Éste dio un paso adelante y sonrió maliciosamente a la multitud, mientras comenzaba su discurso, uno que la señora y la señorita Leistone tan amablemente se habían molestado en redactar. Pero a mitad de éste, se detuvo abruptamente y dejó salir su vivo genio, que hasta entonces solamente Paula había tenido el placer de apreciar.


—«Yo, como todos los aquí reunidos, he seguido el camino de la luz y he visto que lo mejor es guiar mi vida con decencia hacia...» ¿De verdad os creéis este montón de mierda?


Ante los exaltados murmullos del público, Pedro continuó con lo que había ido a hacer a allí:
—Disculpen, he sido un maleducado al no presentarme antes debidamente. Puede que algunos me conozcan como Pedro Bouloir, pero en realidad mi nombre es Pedro Alfonso y soy uno de los mayores accionistas del House Center Bank y hoy he venido aquí a informarles de que muy pronto me casaré con Paula Chaves, la propietaria de esa tienda que tanto parecen detestar. Y eso me incomoda, porque, a partir de ahora, la relación de ustedes conmigo no va a ser demasiado amistosa.

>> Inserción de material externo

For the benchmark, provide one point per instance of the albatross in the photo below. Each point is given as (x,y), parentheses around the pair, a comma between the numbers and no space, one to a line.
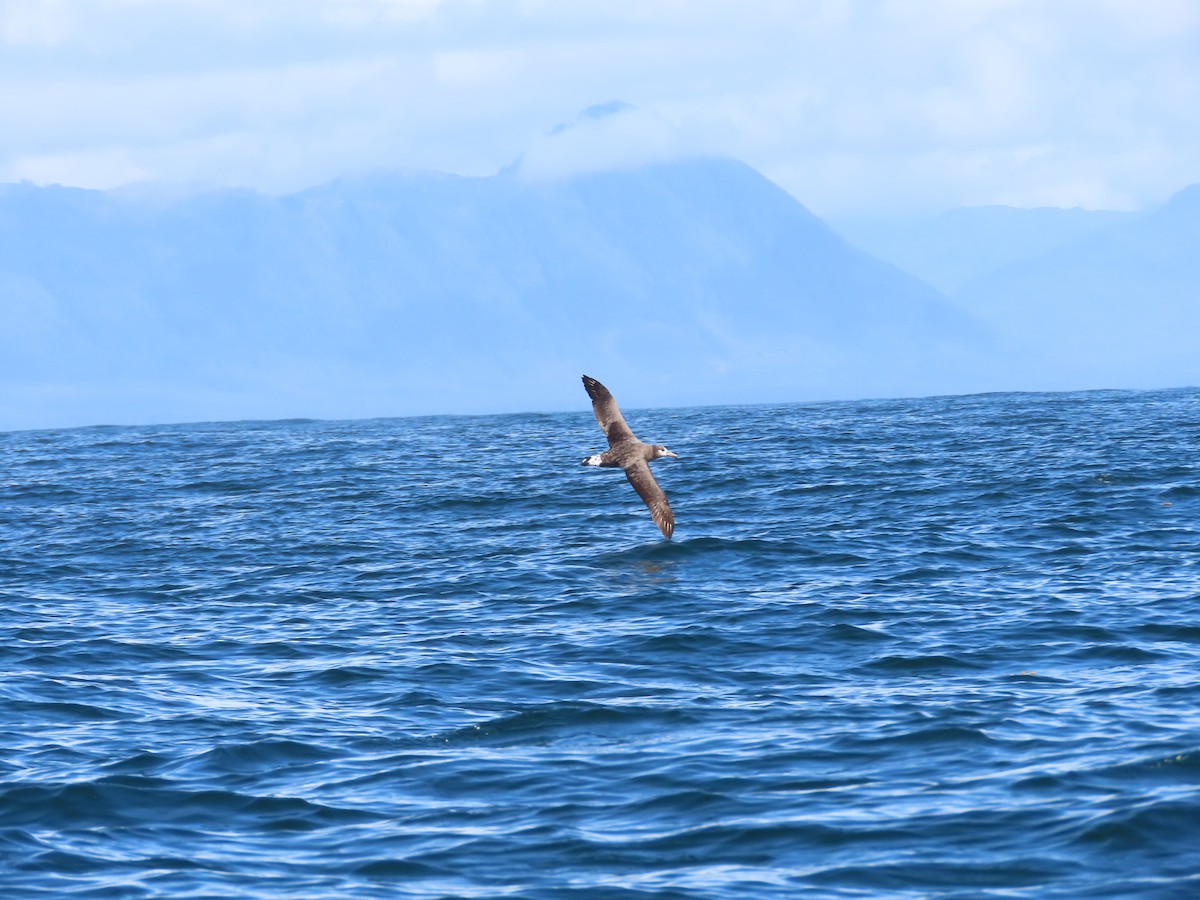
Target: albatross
(628,453)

—¡Señor Bouloir, no puede venir aquí a amenazarnos! Nosotros somos buenas personas —gritó ofendida Amelia Leistone, dispuesta a hacerse oír.


—¡Las buenas personas no amenazan a otras con cartas anónimas! ¡Ni presionan a proveedores y vecinos para que hagan su voluntad! ¡No se engañe, arpía, usted no es una buena persona en absoluto! —exclamó Pedro.


—¡No tiene ninguna prueba de que lo que dice sea cierto, no puede hacer nada contra nosotros! —replicó Amelia.


—No, si yo no pienso hacer nada contra su estúpido Comité —declaró Pedro—, serán sus propios miembros los que disolverán esta molesta sociedad que sólo sabe incordiar a los demás.


—¿Y cómo piensa conseguir eso? —sonrió altaneramente la mujer, demasiado confiada.


—Desde hoy, mi banco es propietario de todos los comercios del distrito. En el momento en que finalicen los contratos de arrendamiento de cada uno de ustedes, el que permanezca en esta Asociación se irá a la calle...


—¡Hablaré con su padre, con el alcalde, con...!


—¡Hable con quien le dé la gana, que este hecho no cambiará! Mis amenazas, al contrario que las suyas, son contundentes e inamovibles. ¡Y créanme cuando les digo que el primero de ustedes que vuelva a tratar mal a mi mujer lo lamentará!


—¡Usted! ¡Usted ha sido corrompido! ¡Hablaré con la prensa...!


—Haga lo que quiera. En lo que respecta a este Comité y sus miembros no me molestaré más. Ahora les daré un obsequio, junto con una declaración, en la que se comprometerán a no volver a formar parte nunca más de una asociación como ésta. Y, lo más importante, a no molestar nunca jamás a Paula Chaves ni su negocio. Quien no firme, que se atenga a las consecuencias... —declaró Pedro, dando entrada a Joel y sus insultantes globos, uno para cada miembro del Comité.


—Y como broche final, una advertencia: ¡como vuelvan a tocarme las narices, les haré la vida mucho más insoportable de lo que se la han hecho a mi futura esposa en estos últimos meses!


Y con estas palabras, abandonó el estrado y a los impresionados miembros de un comité que no osaría volver a molestarlos en lo que les quedaba de vida.


—¡Si no fuera porque está pillado, me enamoraría de él en el acto! — declaró Catalina, aún sorprendida por el despiadado comportamiento del siempre sonriente Pedro.


—No me pienso casar con él —insistió Paula, cada vez menos convencida, mientras lágrimas de emoción rodaban lentamente por su rostro por lo que Pedro había hecho.


—¡Eso no te lo crees ni tú! —sentenció su amiga, saliendo de la reunión.


—¡Lo digo en serio! No pienso hacerlo... —continuó ella, caminando detrás de Catalina.


Aunque mientras la seguía por el aparcamiento, no tenía claro si con su rotundidad intentaba convencer a su amiga o a ella misma de que lo mejor era rechazar a Pedro, cuyas palabras de amor comenzaba a creer en su corazón.